Шрифт:
— На все воля господня. Был бы только меж вами мир да лад. А так она ничего.
— Нет, ты погоди, мама. А глаза ты у ней видела, а? Глаза? Вот поглядит ими — и никаких печалей на сердце.
— Ты как блаженненький, Сеня. Глаза как глаза.
— Да ты приглядись. Приглядись же.
— Вот она сама, а ты кричишь.
И верно, в воротах со двора стояла Анисья.
— Я вас ждать-пождать — все готово. — И она собралась было уйти, но Семен окликнул ее.
— Анисьюшка, дело вот тут. Подойди-ка.
Анисья поправила на голове платок, сдвинула его на ухо, зная, что так к лицу ей, и направилась по дорожке. Семен так пристально разглядывал ее, что она сама с конфузливой улыбкой развела руками и оглядела себя.
— Вот мать, Анисьюшка, сидит и говорит мне, что у тебя глаза хорошие. Как ты сама-то?
— Выдумщик ты. Иди-ко умывайся. Пойдемте, мама.
— И то, — согласилась Фекла и стала подниматься, охая и вздыхая: — Отсидела я свои ноженьки.
После обеда Семен ушел допахивать паровое поле. В луговине выловил стреноженную лошадь, которая отбивалась и потела от липнувших на нее слепней.
Солнце перевалило на полдень, воздух до того накалился и загустел, что обжигал, как огнем, и без того обгоревшие лицо и шею.
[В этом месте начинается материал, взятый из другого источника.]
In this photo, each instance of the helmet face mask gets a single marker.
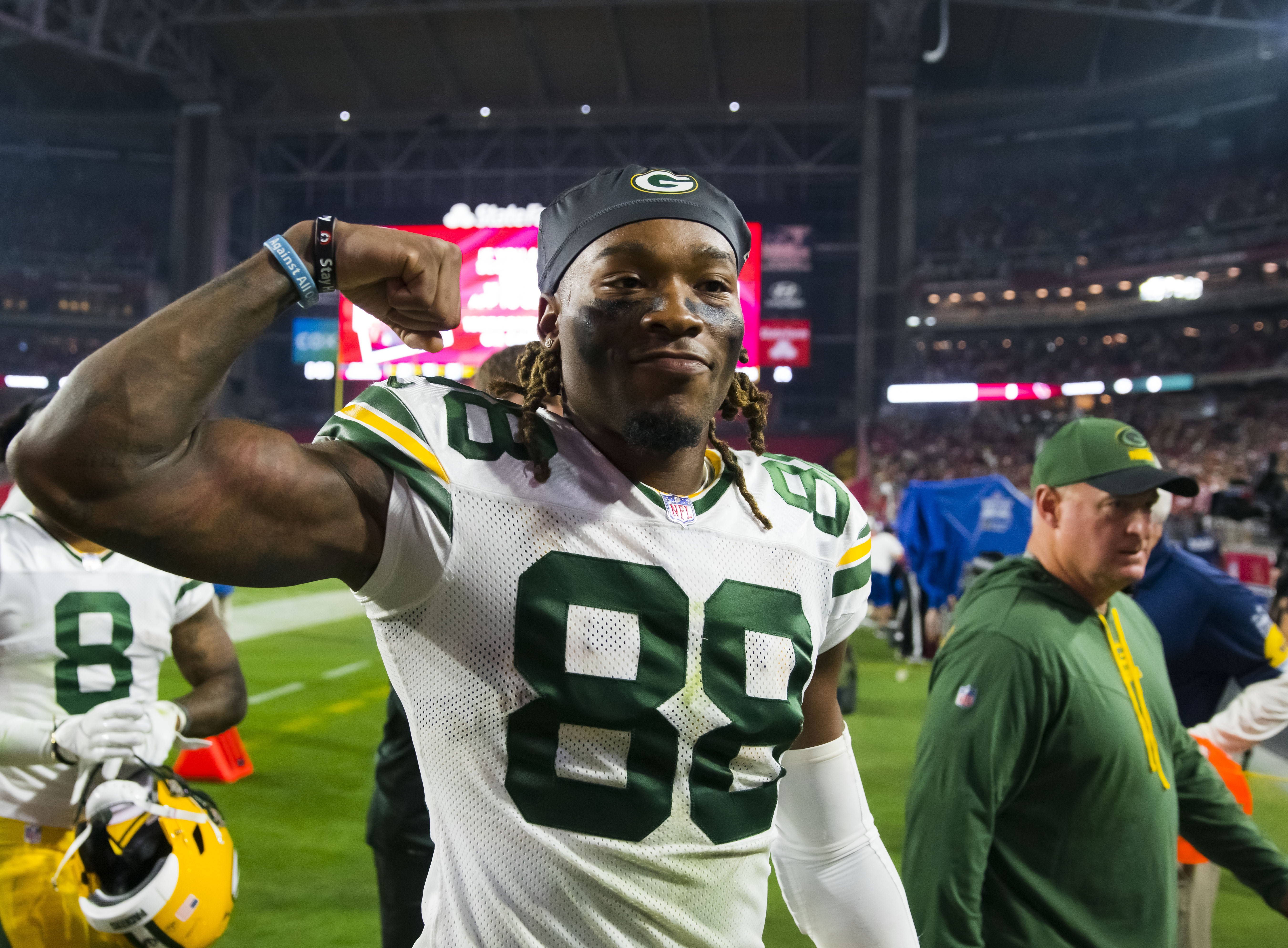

От металлических частей плуга видимо струился жар. Отваленный пласт мигом высыхал и крошился. Но в свежей борозде копилась прохлада, и Семен ходил по ней босиком.
Братья Огородовы, Андрей и Семен, взяли наделы рядом, межа к меже, чтобы потом можно было косить хлеба жаткой одним загоном. Полосы у того и другого спускались по южному скату Косой горы к сырой луговине. Вверху земля была черная и лежала глубоким рыхлым пластом, но книзу по скату с подбоя к ней примешивался суглинок, а ближе к луговине слоились совсем тяжелые наносы. С полгоры тощая землица без навоза и хорошей разделки пока ничего не сулила. И Семен, поднимая ее, плановал посеять понизу клевер.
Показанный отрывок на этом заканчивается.